Attendees to the Chicago conference, capped at 150 participants, for the most part pay their own way. “They are putting skin in the game,” Kohlmann says. “They are saying ‘I’m committed to this,’ and only those who are willing to put that down are going to come.” Scholarships are available as well.

“Before DEF, there were a lot of individual innovators within units, and they felt isolated,” Kohlmann says. “You’d have a creative guy in an Air Force squadron, and somebody on a Navy submarine, and another guy in an Army outpost … and he or she was the only person to have a crazy idea and really not much support. What we were able to do was to link those people up. They finally had a community where they felt comfortable talking, and they also realized they were not alone. There are others who think like them.”

Participation provides the advantage and opportunity for networking, which is how Jacobsen began to grow his endeavor. He hopes to tap experts who might aid with solving distribution challenges.

“We don’t want our planes to land because we don’t want people to capture them or [for them to] get shot down,” he explains. “So that means they have to airdrop cargo from altitudes using parachutes. Now you’ve got a challenge of making sure the right people on the ground get it.
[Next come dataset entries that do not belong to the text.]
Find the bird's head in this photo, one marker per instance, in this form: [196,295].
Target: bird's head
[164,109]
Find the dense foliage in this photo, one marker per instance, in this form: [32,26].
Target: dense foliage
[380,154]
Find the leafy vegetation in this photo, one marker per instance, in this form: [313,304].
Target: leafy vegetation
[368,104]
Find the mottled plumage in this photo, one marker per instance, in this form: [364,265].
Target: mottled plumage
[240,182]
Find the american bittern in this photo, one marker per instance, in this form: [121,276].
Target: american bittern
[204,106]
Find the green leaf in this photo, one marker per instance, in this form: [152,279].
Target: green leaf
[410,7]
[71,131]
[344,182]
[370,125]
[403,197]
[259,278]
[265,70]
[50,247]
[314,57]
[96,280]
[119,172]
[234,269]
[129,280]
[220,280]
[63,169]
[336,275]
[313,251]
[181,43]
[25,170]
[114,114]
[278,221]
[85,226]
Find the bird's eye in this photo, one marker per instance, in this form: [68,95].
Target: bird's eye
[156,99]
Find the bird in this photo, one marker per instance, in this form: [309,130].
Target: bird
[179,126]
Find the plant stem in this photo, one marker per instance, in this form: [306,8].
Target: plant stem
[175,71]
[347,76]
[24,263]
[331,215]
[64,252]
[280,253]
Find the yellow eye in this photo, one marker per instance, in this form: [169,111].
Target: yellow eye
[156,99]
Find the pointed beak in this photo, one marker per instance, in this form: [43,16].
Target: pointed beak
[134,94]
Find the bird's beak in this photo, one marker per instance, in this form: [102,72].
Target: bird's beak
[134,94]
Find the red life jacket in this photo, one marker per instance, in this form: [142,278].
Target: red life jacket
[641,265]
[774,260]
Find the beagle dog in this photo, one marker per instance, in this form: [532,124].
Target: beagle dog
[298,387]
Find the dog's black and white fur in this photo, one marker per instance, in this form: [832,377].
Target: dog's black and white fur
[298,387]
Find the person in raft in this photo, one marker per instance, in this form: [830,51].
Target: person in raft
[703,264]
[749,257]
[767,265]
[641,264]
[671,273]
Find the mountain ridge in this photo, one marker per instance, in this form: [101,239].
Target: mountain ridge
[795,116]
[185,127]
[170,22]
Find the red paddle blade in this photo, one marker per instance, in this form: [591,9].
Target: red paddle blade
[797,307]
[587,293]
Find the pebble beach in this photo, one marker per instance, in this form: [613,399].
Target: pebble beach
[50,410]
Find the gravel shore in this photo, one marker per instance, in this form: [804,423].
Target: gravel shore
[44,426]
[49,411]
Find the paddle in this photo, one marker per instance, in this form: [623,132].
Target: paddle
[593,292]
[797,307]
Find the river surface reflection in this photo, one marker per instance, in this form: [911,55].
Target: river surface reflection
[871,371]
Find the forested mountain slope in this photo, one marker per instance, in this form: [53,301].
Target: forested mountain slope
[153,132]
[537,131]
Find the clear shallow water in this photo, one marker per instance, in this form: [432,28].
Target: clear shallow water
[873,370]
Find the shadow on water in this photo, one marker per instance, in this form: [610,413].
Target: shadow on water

This has traditionally been a problem with big NGOs that have tried airdropping from big aircraft. If you’re airdropping an entire pallet, you run the risk of crushing people, the risk of riots.”

Once he gets the technology and distribution figured out, he’ll work on the logistics, including securing proper permissions to fly the humanitarian UAV missions.

“We’ll start working on getting the right legal permissions, which is obviously a very complicated legal thing. …  If we get permissions, we could conceivably start doing deliveries in the summer.”